Osmond and Randolph participated in a Junior High and high school basketball co-op the last two years but discontinued it after the 2023-24 season.
A recent survey of parents and patrons of the Osmond community has shown an overwhelming support for the Osmond school district to work toward a long-term partnership with the Wausa school district.
Osmond school officials believe that “a junior high basketball cooperative agreement will strengthen the partnership between both schools by showing a willingness to work together to ensure both schools can offer quality activities to their students,” according to a letter recently received.
Wausa school board members took no action on the topic, but likely will consider Osmond’s proposal for a one-year junior high basketball cooperative agreement during their regular meeting at 8 p.m. June 10.

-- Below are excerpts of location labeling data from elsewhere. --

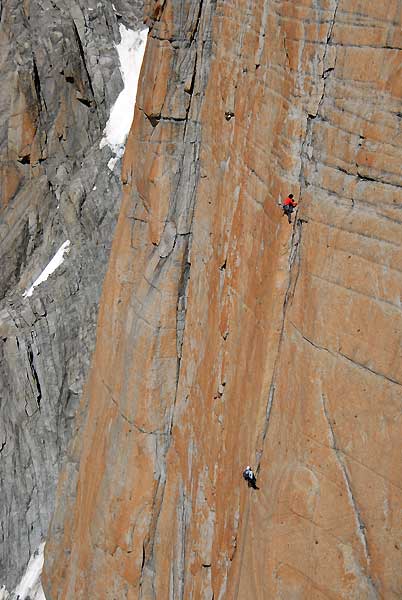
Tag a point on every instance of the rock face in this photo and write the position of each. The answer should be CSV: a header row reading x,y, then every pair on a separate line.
x,y
237,338
60,76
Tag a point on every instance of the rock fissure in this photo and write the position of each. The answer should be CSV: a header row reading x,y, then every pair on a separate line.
x,y
360,526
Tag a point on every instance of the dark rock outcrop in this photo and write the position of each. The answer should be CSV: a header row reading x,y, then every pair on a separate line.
x,y
239,338
60,76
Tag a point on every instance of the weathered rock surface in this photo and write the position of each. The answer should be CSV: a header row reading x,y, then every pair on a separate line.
x,y
237,338
60,76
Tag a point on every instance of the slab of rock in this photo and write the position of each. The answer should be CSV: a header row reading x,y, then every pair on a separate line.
x,y
60,75
238,339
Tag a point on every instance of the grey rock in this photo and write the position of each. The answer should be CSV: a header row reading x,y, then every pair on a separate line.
x,y
60,77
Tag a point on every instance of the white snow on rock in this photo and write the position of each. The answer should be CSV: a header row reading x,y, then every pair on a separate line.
x,y
30,585
56,261
131,53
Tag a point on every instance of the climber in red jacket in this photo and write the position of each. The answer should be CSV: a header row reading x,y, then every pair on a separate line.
x,y
288,206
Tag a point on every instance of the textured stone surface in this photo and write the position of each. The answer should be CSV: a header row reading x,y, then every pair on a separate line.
x,y
239,339
59,77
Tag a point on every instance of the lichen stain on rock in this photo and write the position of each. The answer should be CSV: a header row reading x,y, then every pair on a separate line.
x,y
291,349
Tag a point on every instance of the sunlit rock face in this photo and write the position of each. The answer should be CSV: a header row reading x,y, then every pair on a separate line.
x,y
60,77
228,337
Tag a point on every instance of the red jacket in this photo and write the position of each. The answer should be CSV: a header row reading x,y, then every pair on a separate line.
x,y
289,201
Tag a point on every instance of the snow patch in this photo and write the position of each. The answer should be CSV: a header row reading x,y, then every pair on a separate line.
x,y
131,53
30,585
56,261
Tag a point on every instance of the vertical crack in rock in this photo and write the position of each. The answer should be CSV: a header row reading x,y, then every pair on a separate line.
x,y
360,526
201,59
294,272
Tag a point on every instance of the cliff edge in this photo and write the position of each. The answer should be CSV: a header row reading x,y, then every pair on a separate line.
x,y
227,336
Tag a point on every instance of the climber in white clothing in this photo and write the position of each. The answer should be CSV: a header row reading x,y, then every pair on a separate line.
x,y
249,476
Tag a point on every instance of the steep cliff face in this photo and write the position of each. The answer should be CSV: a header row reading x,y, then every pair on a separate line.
x,y
228,337
59,72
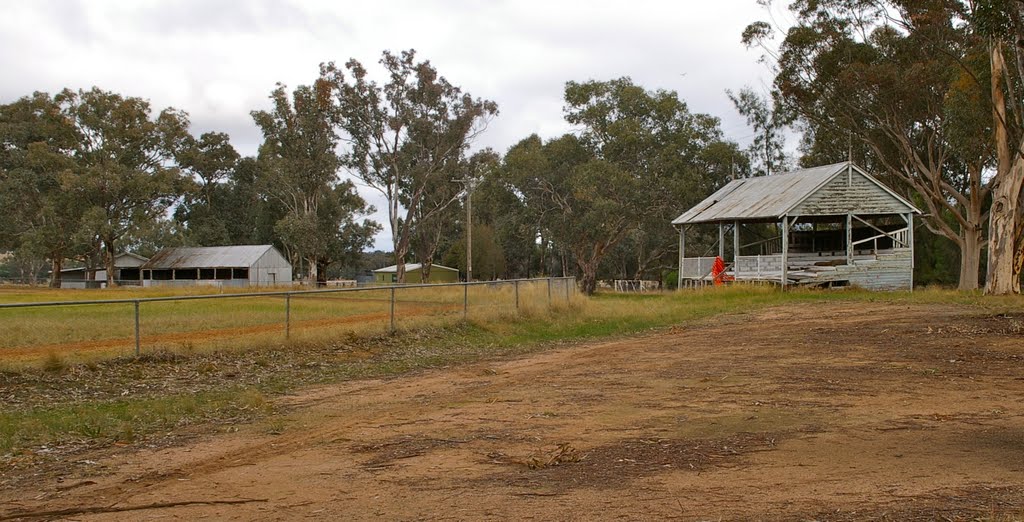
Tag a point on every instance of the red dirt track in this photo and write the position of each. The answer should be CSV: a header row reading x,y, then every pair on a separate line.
x,y
825,411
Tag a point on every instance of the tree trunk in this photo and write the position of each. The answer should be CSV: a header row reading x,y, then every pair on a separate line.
x,y
311,262
970,258
1006,194
55,266
322,273
109,262
425,269
588,284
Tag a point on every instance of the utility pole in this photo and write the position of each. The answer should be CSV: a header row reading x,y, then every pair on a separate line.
x,y
469,183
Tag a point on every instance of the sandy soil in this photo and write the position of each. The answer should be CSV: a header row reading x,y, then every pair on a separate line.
x,y
200,336
840,411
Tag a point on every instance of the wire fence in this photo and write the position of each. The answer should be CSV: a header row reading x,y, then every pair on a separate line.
x,y
33,330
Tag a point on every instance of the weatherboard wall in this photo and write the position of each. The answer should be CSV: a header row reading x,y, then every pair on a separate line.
x,y
851,193
270,269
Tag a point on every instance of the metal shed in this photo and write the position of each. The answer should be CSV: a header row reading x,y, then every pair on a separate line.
x,y
126,271
247,265
414,273
836,225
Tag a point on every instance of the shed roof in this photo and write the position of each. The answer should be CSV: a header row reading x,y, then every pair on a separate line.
x,y
771,197
411,267
208,257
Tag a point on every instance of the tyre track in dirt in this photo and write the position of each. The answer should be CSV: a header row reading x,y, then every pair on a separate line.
x,y
843,416
199,336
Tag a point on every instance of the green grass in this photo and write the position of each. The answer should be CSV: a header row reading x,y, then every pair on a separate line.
x,y
238,383
125,420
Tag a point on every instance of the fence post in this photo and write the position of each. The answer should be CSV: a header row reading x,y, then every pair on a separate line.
x,y
138,343
391,328
288,314
517,295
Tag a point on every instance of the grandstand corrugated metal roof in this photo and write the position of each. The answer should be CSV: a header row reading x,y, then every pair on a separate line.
x,y
760,198
411,267
208,257
770,198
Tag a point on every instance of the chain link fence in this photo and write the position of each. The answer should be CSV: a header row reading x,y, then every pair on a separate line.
x,y
34,330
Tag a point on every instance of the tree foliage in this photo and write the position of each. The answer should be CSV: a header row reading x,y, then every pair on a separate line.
x,y
298,165
404,136
903,80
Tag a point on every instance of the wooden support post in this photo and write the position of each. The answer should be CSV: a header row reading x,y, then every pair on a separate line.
x,y
138,341
517,295
391,314
735,249
849,238
785,250
909,240
721,241
682,256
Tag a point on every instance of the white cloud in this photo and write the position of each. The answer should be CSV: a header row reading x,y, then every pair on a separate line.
x,y
219,59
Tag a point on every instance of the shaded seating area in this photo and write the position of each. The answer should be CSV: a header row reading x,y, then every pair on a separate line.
x,y
829,225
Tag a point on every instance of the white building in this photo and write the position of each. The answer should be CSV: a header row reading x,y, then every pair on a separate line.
x,y
248,265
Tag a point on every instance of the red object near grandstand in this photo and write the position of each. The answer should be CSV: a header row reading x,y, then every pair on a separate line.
x,y
718,271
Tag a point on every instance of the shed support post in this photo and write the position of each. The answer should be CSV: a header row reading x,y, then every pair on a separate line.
x,y
391,313
849,238
909,240
549,292
288,314
721,241
785,250
138,342
735,249
682,256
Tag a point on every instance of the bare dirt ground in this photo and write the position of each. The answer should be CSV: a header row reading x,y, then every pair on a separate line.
x,y
827,411
199,336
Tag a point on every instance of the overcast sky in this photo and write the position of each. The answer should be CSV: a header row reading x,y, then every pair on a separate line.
x,y
219,59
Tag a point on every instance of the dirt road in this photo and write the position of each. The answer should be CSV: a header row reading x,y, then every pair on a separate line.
x,y
834,411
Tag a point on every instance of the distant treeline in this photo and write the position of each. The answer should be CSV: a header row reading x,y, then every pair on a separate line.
x,y
87,174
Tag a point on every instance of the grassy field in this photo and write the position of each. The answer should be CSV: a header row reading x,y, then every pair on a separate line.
x,y
60,400
83,333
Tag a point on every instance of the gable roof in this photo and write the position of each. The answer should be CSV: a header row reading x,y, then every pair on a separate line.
x,y
412,267
208,257
773,197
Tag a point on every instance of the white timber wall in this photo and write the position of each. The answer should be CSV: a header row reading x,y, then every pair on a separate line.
x,y
271,268
850,193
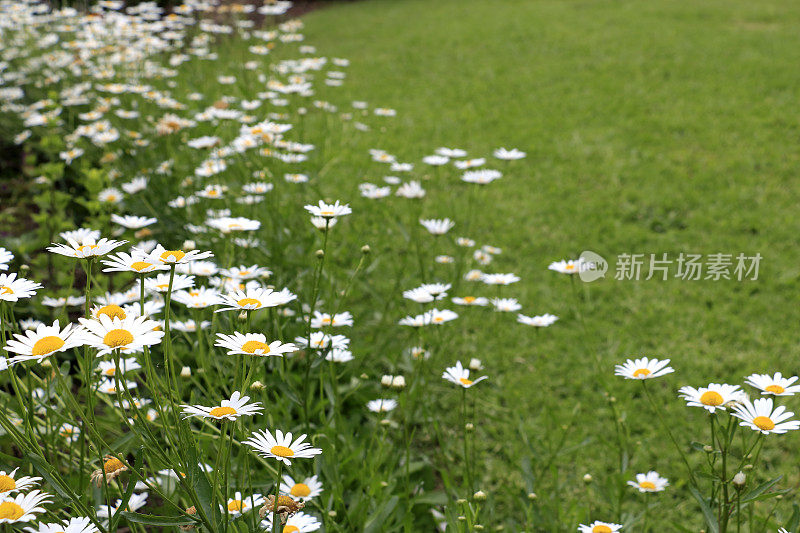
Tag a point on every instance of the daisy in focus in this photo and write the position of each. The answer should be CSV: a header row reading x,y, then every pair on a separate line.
x,y
643,368
281,446
460,376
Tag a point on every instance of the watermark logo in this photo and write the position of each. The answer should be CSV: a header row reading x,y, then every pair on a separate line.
x,y
591,266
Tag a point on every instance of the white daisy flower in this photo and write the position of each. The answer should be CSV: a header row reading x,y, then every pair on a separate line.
x,y
304,490
22,507
255,298
281,446
252,344
715,396
759,416
227,409
86,249
12,289
43,342
128,335
776,385
643,368
460,376
649,482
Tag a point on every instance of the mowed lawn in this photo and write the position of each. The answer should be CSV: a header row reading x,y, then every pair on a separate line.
x,y
650,127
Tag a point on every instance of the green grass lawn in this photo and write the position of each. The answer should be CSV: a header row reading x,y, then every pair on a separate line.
x,y
650,127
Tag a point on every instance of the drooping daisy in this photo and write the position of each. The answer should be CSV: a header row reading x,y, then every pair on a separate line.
x,y
10,484
309,488
643,368
256,298
321,320
73,525
43,342
5,258
133,222
325,210
715,396
252,344
12,289
160,283
22,507
129,335
239,505
540,321
567,267
649,482
760,416
109,368
171,257
227,409
87,248
460,376
776,385
299,522
599,527
382,405
437,226
137,262
281,446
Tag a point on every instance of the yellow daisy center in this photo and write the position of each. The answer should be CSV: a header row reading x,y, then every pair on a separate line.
x,y
112,311
252,346
138,266
47,345
764,422
300,490
117,338
711,398
775,389
281,451
222,411
7,483
11,511
172,256
113,465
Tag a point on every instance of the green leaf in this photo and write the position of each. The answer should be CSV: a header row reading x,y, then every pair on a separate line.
x,y
708,514
152,520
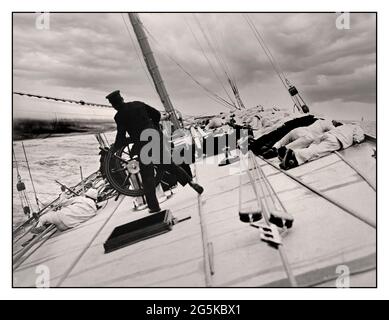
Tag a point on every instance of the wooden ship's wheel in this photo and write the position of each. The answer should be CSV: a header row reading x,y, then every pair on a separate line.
x,y
122,171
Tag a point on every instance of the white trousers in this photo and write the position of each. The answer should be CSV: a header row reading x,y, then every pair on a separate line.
x,y
308,151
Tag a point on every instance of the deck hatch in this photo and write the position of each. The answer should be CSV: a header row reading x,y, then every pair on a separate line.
x,y
139,230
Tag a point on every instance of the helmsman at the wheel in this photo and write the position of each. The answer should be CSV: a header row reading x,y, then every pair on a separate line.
x,y
132,118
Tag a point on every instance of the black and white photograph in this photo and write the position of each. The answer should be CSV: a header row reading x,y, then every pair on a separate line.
x,y
194,149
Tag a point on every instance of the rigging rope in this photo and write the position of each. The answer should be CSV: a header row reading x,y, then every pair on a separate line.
x,y
221,61
32,181
345,208
21,188
266,216
80,102
266,50
209,62
141,61
213,96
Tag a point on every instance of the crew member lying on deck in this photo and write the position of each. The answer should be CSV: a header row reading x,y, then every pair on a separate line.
x,y
338,138
72,212
266,142
300,137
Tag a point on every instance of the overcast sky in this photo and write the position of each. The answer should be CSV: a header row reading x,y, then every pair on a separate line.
x,y
85,56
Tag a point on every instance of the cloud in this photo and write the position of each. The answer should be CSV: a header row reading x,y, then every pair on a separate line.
x,y
92,53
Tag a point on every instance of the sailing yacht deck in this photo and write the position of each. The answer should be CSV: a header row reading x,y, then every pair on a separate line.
x,y
214,248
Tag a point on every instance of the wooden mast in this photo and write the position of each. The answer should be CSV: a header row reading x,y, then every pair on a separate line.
x,y
153,68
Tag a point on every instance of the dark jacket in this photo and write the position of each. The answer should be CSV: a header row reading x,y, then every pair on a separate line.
x,y
133,118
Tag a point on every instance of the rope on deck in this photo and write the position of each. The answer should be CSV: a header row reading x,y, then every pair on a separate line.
x,y
266,216
207,246
21,256
345,208
367,180
73,265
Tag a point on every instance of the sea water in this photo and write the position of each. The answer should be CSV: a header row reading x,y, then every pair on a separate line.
x,y
55,158
60,158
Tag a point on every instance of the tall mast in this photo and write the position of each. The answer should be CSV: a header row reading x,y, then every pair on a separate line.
x,y
153,68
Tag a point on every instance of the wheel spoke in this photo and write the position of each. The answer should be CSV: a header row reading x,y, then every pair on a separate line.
x,y
121,159
118,170
126,180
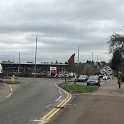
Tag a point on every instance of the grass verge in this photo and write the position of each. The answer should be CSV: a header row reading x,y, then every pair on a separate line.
x,y
77,88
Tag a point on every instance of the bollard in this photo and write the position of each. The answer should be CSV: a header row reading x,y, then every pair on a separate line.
x,y
13,79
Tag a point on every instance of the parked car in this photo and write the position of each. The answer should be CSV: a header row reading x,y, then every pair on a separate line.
x,y
93,80
60,75
83,78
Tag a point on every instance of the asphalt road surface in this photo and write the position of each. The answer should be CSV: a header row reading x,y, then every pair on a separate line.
x,y
29,102
104,107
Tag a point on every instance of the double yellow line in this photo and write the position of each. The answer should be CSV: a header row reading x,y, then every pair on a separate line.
x,y
62,102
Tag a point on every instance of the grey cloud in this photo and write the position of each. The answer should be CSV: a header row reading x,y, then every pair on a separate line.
x,y
62,26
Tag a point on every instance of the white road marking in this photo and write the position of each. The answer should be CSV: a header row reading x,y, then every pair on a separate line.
x,y
58,98
61,103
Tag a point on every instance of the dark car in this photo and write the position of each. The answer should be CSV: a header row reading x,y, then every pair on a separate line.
x,y
83,78
93,80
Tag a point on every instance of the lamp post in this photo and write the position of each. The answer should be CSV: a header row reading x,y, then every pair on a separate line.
x,y
35,67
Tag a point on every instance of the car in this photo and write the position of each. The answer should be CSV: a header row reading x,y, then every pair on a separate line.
x,y
83,78
93,80
60,75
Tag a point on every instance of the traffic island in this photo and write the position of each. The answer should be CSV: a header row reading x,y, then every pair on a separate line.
x,y
77,88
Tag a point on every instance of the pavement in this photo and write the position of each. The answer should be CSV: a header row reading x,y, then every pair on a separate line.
x,y
105,106
29,102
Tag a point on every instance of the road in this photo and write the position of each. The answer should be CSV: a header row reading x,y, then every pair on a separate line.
x,y
103,107
32,98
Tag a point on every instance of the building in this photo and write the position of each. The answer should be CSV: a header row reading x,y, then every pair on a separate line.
x,y
28,69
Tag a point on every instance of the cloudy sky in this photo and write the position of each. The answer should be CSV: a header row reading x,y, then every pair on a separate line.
x,y
62,26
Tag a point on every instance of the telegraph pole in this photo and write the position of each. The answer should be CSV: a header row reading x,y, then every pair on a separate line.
x,y
92,56
78,60
35,67
19,63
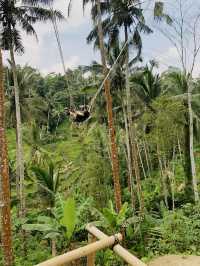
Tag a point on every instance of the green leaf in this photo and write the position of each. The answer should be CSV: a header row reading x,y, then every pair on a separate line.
x,y
122,214
69,217
52,235
44,220
38,227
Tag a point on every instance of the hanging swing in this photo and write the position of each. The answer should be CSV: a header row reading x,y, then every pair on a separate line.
x,y
83,112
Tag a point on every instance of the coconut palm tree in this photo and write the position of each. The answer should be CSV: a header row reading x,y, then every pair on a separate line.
x,y
147,85
4,180
97,7
179,86
13,18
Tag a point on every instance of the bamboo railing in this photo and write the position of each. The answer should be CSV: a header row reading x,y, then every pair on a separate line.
x,y
97,241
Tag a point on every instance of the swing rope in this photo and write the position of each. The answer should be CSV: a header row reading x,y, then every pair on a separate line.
x,y
93,100
56,31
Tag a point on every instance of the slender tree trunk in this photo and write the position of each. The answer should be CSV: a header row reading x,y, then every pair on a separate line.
x,y
19,146
4,181
114,152
192,159
131,129
129,161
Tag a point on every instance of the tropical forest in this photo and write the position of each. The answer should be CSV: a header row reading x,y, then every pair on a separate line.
x,y
100,141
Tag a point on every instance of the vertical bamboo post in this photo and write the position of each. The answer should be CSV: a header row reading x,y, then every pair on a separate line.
x,y
91,257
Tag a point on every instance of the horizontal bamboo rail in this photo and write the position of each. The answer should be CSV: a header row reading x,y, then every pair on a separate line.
x,y
82,252
118,249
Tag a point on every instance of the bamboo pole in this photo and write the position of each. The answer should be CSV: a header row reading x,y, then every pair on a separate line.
x,y
118,249
91,257
82,252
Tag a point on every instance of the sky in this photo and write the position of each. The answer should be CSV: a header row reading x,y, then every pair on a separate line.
x,y
44,55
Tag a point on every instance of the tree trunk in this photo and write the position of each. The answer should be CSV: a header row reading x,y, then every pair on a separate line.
x,y
114,152
19,147
4,181
131,129
129,160
53,247
192,159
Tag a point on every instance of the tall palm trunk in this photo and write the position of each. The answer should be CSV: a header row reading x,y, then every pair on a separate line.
x,y
19,147
192,160
4,181
114,152
131,129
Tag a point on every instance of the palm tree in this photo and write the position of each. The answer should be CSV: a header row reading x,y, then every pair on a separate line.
x,y
114,151
179,84
24,15
147,85
4,180
32,106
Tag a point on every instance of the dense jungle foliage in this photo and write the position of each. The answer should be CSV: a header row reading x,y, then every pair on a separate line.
x,y
61,173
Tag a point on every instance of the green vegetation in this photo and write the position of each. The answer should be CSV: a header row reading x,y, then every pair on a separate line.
x,y
68,178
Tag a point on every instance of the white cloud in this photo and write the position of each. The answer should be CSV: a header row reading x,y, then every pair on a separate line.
x,y
44,54
71,63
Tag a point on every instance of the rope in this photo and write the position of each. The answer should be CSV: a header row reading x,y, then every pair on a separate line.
x,y
56,31
92,102
107,76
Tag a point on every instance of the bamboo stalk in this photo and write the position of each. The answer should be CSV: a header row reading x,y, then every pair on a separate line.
x,y
82,252
91,257
118,249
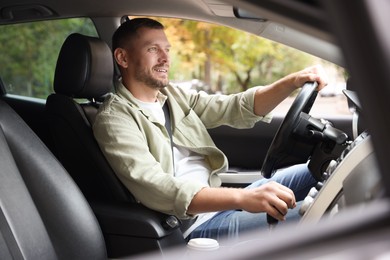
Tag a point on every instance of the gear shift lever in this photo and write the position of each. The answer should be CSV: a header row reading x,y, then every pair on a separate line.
x,y
272,222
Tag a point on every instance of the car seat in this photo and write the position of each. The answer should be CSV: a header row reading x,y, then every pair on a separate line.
x,y
43,214
83,76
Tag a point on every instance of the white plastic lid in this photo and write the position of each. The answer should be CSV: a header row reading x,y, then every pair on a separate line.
x,y
203,244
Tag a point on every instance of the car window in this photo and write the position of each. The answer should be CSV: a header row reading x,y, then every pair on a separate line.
x,y
29,52
217,59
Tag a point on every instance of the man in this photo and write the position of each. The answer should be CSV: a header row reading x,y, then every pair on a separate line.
x,y
130,129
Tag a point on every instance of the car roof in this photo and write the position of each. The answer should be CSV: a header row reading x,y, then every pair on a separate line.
x,y
311,36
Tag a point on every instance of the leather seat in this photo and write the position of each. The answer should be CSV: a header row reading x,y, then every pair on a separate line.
x,y
85,70
43,214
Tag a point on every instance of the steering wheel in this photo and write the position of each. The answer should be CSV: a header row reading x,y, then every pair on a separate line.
x,y
280,153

The conversation about another potential cooperative agreement between Wausa and Osmond – they already are partnering on wrestling, football and FFA/agriculture starting in 2024-25 for four years – led to a deeper discussion at the Wausa school board meeting about future planning.
“In regards to the conversations around what we’ve got in place already with the co-op, we’d like to see how that works before we jump much farther,” said Derek Cunningham, member of the Wausa school board’s future planning committee.
The question came up of whether long-term cooperative agreements were the most feasible “thing to be doing or are there bigger conversations that need to be had for stability of the district financially, as well as enrollment?”
“Are there some other things that maybe we should be talking about alongside of co-oping?” Cunningham said. “We’re currently in a pretty healthy spot.”
Katie Clausen, also on the future planning committee, said these kinds of conversations are not always pleasant.
“It’s not always something anybody has to love being up against,” she said. “By the time this year’s kindergartners are seniors in high school, there will only be 37 kids in the high school. Is that feasible for us? Thirty-seven kids – ninth-12th grade.”
Nearly 80 students in grades 9-12 were enrolled for the 2023-24 year. Clausen dug deeper into data for the discussion and learned Wausa’s birth rate, according to the U.S. Census Bureau, is 2.9 percent - less than half of the state’s birth rate.
The median age of people living in Wausa is 47. In the 1930s and the 1940s when schools were changing from one-room schoolhouses, the population of Knox County was over 19,000 people. Today, it’s at about 8,200. From 2020 to 2024, Knox County has lost, on average, 100 people per year, she said.
“Things are changing, and they’re changing a lot faster than we would hope,” Clausen said.